President Barack Obama talks with Israeli Prime Minister Benjamin Netanyahu on Monday. Photo: White House |
Popular democracy and a will for peace weigh heavily in the relations between the leaders of Israel and the United States. As it happens, Barack Obama, the new U.S. president, is a very popular leader whose appeal extends beyond U.S. borders — even to Israel. And the prime minister of Israel, Benjamin Netanyahu, is the head of a fragile coalition where he must pay lip service to the cause of promoting a secure and just peace between Israel and the Palestinians.
Netanyahu has opposed a two-state solution in the Middle East and when he took office this spring said a Palestinian solution was secondary to his focus on Iran. “The biggest danger to humanity, and to our state Israel, stems from the possibility that a radical regime will get nuclear weapons, or a nuclear weapon will be armed by a radical regime.”
Yesterday, President Obama set the order of business squarely with a resumption of Palestinian talks. The goal, Obama said, is a separate Palestinian state.
Netanyahu may not like it, but he may not have a choice. Obama has chosen the path of diplomacy, reaching out to Iran, and waiting for the result of elections in that country next month before taking his additional steps toward dialogue.
Since Netanyahu took power in March, speculation has centered on whether and when he might set a deadline and use Israeli air strikes in an attempt to cripple Iran’s nuclear capacity. There are precedents — Israel bombed Syrian nuclear facilities in 2007 and Iraq’s Osiris nuclear facility in 1981.
Israel’s Haaretz newspaper reported that top U.S. officials warned Netanyahu before his visit to Washington “that Israel not surprise the U.S. with an Israeli military operation against Iran.”
It’s not difficult to imagine what would be happening now if a Republican president were in the White House and if Netanyahu had a stronger hold on Israel’s Knesset. The policy is clearly spelled out in a guest opinion column in the Washington Post.

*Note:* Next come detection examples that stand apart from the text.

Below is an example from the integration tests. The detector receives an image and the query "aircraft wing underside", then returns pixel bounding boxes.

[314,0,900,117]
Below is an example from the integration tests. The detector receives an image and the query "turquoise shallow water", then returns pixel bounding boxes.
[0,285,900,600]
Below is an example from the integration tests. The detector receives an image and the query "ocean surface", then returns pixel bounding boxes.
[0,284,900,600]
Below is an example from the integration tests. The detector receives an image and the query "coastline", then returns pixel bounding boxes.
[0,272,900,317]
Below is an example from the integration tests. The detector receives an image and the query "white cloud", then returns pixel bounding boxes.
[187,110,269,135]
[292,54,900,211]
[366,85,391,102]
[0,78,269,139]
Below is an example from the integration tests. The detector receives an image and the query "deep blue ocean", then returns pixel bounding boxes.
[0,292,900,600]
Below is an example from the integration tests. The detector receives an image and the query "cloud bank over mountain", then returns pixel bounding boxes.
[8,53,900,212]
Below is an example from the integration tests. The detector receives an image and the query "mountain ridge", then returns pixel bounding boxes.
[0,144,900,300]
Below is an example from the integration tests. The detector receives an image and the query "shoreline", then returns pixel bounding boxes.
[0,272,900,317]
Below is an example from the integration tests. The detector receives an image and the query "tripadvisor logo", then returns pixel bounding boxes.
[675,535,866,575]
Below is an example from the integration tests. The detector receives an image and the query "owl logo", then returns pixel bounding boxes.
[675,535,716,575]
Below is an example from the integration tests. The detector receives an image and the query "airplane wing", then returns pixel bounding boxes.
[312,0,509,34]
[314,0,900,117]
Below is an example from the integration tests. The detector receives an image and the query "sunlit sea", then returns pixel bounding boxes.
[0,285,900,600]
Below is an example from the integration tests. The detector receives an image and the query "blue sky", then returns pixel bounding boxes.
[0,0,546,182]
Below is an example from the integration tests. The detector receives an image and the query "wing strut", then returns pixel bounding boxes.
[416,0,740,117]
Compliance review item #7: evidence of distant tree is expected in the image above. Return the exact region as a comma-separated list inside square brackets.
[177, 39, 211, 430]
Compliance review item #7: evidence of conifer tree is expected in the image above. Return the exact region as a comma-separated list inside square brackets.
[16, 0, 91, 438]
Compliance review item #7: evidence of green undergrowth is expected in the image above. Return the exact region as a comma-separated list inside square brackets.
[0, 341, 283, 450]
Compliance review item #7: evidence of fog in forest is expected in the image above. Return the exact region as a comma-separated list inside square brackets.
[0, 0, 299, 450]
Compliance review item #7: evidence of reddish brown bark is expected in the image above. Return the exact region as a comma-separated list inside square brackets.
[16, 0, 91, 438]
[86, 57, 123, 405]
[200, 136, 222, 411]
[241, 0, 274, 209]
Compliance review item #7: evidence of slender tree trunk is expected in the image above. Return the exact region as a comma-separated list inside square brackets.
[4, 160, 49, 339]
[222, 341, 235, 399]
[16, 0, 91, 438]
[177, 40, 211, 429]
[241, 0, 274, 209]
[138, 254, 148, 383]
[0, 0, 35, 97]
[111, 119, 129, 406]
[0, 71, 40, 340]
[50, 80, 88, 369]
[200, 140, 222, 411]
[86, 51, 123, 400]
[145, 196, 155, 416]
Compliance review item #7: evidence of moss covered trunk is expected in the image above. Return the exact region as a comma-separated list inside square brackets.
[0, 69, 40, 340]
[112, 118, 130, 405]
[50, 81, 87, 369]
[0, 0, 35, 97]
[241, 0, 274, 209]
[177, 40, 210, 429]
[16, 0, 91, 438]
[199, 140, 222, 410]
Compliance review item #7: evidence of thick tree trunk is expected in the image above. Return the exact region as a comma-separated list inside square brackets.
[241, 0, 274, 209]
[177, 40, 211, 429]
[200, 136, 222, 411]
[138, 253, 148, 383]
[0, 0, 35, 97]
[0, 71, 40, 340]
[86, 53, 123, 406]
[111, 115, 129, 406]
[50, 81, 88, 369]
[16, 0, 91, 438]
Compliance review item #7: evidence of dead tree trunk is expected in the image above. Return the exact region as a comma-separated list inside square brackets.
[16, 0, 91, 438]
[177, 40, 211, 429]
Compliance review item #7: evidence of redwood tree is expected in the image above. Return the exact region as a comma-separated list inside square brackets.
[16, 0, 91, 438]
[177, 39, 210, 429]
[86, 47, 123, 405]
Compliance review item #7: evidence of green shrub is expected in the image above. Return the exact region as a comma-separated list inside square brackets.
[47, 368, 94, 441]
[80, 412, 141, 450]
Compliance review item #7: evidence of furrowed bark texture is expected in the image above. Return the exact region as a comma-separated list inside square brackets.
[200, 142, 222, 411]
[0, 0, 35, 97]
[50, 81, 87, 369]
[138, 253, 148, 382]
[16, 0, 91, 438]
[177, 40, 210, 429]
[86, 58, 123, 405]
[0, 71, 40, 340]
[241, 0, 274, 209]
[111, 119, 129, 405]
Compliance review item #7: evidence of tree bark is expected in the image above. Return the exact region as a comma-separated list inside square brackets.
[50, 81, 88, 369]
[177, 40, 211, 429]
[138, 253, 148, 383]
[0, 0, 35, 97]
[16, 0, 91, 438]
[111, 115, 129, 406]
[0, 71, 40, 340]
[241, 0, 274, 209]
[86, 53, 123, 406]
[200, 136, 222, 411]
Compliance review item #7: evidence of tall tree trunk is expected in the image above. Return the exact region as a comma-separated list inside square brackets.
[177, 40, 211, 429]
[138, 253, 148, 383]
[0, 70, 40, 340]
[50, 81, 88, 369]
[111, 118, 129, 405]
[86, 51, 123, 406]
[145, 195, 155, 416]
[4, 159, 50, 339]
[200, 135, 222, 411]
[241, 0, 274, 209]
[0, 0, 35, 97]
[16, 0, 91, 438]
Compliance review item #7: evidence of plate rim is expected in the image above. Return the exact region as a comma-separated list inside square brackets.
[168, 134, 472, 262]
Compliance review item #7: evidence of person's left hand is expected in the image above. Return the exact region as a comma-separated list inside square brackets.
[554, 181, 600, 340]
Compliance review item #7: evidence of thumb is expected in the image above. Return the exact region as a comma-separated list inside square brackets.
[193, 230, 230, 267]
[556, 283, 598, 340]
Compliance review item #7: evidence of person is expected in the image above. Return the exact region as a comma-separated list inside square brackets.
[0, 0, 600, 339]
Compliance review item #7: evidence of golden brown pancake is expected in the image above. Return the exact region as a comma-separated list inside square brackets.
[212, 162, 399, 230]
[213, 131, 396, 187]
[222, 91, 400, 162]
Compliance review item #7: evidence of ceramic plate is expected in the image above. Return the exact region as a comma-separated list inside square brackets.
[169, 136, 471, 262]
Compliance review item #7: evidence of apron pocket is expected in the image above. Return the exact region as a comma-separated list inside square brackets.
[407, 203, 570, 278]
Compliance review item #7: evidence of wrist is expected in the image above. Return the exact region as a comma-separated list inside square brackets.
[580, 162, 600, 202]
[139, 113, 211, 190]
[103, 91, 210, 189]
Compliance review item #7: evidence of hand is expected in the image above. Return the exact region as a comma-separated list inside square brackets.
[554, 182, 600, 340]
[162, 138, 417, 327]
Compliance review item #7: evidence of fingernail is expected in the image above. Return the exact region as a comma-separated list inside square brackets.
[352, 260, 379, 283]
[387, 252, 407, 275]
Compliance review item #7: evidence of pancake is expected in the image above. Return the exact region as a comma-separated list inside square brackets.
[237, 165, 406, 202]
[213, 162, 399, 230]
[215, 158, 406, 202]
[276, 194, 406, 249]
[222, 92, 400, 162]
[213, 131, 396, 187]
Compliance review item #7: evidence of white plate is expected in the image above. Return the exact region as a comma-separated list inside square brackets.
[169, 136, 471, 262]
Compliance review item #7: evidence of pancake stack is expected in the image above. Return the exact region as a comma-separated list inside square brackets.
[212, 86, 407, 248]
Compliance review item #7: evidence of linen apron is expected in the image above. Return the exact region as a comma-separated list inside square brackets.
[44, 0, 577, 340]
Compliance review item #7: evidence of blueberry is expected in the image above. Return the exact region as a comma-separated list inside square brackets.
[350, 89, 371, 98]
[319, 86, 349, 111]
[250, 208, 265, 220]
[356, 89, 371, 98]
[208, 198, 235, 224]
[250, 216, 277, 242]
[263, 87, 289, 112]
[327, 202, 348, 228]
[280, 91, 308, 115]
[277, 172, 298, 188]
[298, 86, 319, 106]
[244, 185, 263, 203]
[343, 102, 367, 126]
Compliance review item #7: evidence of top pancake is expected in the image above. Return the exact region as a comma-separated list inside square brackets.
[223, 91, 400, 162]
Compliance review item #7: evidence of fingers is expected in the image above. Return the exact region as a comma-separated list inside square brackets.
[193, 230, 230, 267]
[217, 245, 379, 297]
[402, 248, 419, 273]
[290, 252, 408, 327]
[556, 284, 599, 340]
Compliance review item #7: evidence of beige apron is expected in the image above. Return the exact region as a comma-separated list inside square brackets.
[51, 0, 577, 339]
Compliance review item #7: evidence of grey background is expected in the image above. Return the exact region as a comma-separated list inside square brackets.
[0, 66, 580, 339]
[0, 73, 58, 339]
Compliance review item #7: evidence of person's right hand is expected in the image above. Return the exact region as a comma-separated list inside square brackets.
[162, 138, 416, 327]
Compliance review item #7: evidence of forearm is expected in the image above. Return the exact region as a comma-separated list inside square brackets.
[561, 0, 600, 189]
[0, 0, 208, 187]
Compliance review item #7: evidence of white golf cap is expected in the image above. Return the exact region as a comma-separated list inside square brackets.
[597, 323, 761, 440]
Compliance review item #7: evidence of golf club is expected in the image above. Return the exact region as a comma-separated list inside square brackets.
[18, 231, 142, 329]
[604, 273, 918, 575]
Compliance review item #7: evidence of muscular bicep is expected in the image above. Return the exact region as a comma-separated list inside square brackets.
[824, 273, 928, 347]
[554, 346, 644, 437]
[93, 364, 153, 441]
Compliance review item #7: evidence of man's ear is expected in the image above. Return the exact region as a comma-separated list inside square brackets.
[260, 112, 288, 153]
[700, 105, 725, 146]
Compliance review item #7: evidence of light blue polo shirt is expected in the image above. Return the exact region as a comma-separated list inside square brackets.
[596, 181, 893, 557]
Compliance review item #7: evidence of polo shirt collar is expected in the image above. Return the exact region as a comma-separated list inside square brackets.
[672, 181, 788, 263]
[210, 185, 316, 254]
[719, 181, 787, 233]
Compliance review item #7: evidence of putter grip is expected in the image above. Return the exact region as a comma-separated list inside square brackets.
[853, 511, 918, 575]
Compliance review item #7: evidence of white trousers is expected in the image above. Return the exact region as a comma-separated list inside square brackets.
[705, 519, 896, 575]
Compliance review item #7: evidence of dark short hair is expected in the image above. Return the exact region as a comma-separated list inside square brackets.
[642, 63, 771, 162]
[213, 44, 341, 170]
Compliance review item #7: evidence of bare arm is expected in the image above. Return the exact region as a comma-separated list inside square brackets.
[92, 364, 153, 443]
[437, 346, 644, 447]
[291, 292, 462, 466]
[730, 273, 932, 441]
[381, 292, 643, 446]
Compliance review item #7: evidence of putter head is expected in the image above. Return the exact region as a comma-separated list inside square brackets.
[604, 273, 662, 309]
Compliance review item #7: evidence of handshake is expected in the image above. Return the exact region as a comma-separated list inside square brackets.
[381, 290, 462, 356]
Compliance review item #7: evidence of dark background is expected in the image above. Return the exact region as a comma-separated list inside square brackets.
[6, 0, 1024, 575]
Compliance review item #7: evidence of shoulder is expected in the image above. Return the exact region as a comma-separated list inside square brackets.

John P. Hannah, who was former Vice President Dick Cheney’s national security adviser, clearly sides with Netanyahu. “Successful denuclearization of hostile states is most likely to occur as a result of regime change, coercive diplomacy or military action, not U.S. pledges of mutual respect.”
Regime change was the order of the day for Hannah in the run up to the Iraq War. He and I. Lewis “Scooter” Libby were key in gathering the thin and fake information on Iraq’s non-existent nuclear program prior to the war.
Cheney and Hannah argue that the United States and the world were safer under the neoconservative policy that held sway during the Bush administration — strongly aligned with Netanyahu and his allies in Israel. At the same time, he implies that U.S. policy in the Middle East under Bush was successful.
He writes: “…given the history of tyrannical Middle Eastern regimes seeking nuclear arms, we must also acknowledge that the Obama strategy reflects the triumph of hope over experience.”
- Peter Eisner






05/21/2009 :: 10:04:48 AM
The Melancholy Poet Says:
There is what we hear…
and then there is what is truly heard…
which might be like a choice
being split into two
Peremtory Factors in which one choice
seems like the other but does not produce the same results…
because the Geometrical Elements
are mutually exclusive
or by Pure Essence…
are entirely different.
One might look then into a Theoretical Mirror
and begin to wish that one could see the True Face of the Whole…
but only if the Mirror of Thought being used by the Observing Mind is able to detach from an unnecessary adhesiveness to any untried or unknown Preconceived Theory and is not showing only a kind of Mental Allowance for a (only hypothetically present) Imaginary Image which no True Mirror could reciprocate by any Truthful Effect…but the Reflection of one’s own Mind by which one may view the full and/or partial qualities of the Proportions of the Internal Mirror though not in its Complete Entirety unless the Mirror in its Entirety is being used with fullest possible Awareness even by attempt as if it had been already broken into Segments for Concious Understanding…
into Parts of a Whole from which renewed Thinking may derive…
or been divided into Quadrants evenly At Will and by the choice hard to make…
or into a more random:
Million Pieces Of Seemingly Viable Illusions about the Ongoing Processes of the Events of the Whole of the Current World Scenario betokening all of those pieces of things which remain in remnants as those military shatterings which may prove sharp to the theological-politcal touch and ever in need of delicate handling when picking up the prevailing opinions of the Many and the Few which are ever sparkling enticingly like Wishfulfilling Jewels those crystals scattered upon an imaginary floor of but one Level of Conciousness which may provide enduring security in its Limited Quadrant…if the Correct Awareness is produced multilaterally and at multilevel stages.